A medida que pasaban los días, Valentina se sumergió completamente en el proyecto. Pasaba horas en el terreno, caminando por cada metro, sintiendo cómo el sol se movía a través del día, observando dónde el viento soplaba más fuerte, identificando los mejores puntos de vista. La arquitectura, creía ella, debía dialogar con el entorno, no imponerse sobre él. Sus diseños preliminares causaron sensación en el equipo.
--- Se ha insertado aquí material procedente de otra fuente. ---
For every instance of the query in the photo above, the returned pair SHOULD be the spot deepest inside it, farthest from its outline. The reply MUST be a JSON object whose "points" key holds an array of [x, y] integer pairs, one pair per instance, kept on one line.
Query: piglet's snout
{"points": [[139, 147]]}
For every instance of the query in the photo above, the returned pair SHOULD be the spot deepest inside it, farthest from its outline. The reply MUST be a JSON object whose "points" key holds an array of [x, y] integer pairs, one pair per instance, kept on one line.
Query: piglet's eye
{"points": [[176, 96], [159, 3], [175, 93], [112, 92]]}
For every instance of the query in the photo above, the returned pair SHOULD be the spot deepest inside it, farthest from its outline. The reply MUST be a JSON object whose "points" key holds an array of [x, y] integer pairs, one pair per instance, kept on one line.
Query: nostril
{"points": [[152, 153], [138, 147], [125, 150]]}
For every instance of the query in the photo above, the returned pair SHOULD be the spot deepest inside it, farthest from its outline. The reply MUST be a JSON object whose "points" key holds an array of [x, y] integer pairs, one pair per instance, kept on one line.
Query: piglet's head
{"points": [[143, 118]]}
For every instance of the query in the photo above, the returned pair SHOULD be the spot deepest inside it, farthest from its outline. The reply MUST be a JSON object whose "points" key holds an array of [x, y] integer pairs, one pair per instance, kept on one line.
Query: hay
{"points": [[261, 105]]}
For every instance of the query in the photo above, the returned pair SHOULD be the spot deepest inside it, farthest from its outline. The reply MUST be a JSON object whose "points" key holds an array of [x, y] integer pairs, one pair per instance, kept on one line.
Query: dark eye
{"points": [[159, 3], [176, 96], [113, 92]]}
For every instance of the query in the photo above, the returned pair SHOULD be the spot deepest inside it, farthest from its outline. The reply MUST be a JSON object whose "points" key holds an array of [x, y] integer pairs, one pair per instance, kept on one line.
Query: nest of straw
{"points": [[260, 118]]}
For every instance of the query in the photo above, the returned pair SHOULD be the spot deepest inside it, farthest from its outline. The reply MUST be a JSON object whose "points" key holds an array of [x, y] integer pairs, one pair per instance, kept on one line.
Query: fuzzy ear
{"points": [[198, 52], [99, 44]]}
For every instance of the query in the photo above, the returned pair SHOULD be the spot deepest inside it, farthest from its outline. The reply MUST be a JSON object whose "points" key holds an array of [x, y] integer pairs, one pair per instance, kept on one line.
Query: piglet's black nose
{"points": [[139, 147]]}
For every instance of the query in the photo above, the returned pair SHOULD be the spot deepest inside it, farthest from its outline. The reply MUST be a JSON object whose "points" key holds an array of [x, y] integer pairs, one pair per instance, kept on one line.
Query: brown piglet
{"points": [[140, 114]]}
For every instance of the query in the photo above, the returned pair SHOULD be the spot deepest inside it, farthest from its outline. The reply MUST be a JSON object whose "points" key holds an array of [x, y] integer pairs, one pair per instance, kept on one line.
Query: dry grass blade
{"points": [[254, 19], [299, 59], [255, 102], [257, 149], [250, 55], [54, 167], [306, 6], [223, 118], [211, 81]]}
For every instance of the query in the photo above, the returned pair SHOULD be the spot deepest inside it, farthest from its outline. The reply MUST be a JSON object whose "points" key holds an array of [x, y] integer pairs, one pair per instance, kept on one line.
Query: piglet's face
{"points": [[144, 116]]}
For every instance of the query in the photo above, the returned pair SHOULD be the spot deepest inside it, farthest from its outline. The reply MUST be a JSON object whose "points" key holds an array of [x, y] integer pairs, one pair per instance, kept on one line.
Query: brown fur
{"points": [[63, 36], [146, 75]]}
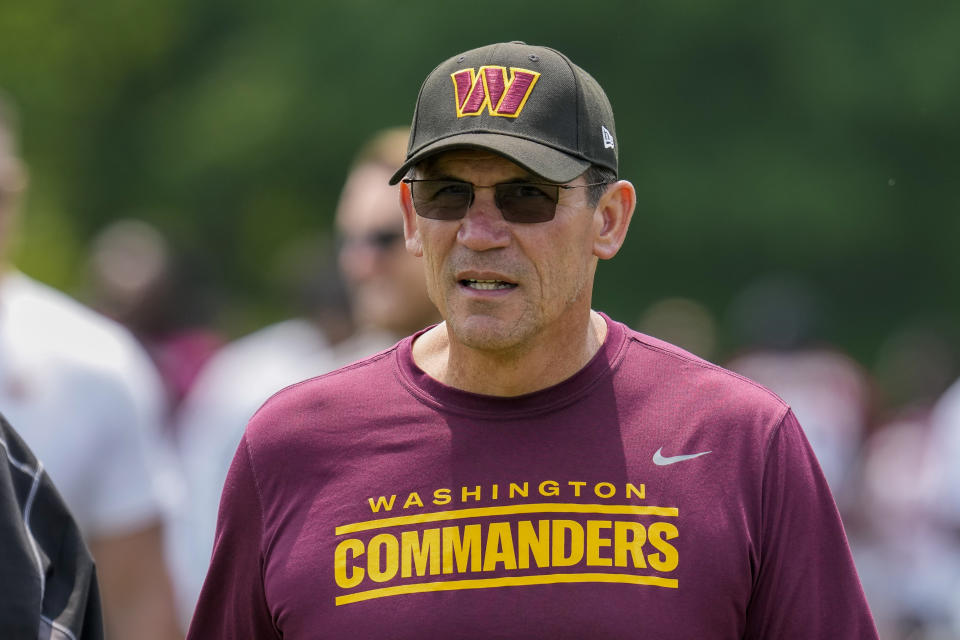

Había creado un concepto que integraba edificios de vidrio y madera con jardines verticales, techos solares y espacios comunitarios que invitaban a la gente a quedarse, a conectar, a crear.

—Es perfecto —dijo Sebastián cuando le presentó los primeros bocetos—. Es exactamente lo que imaginé, pero no sabía cómo articular.

Trabajar con Sebastián era refrescante. Nunca le hablaba con condescendencia, nunca minimizaba sus ideas, nunca trataba de tomar crédito por su trabajo. Era un socio verdadero, alguien que valoraba su pericia y confiaba en su visión. Y lentamente, sin que Valentina lo notara del todo, algo estaba cambiando entre ellos. Eran las pequeñas cosas: la forma en que Sebastián siempre le traía café exactamente como le gustaba; cómo se quedaban trabajando hasta tarde, perdidos en conversaciones que fluían naturalmente del proyecto a la vida, a los sueños, a las heridas del pasado; la manera en que él la miraba cuando ella explicaba una idea, como si realmente la viera, no solo como una empleada, sino como una persona completa y compleja.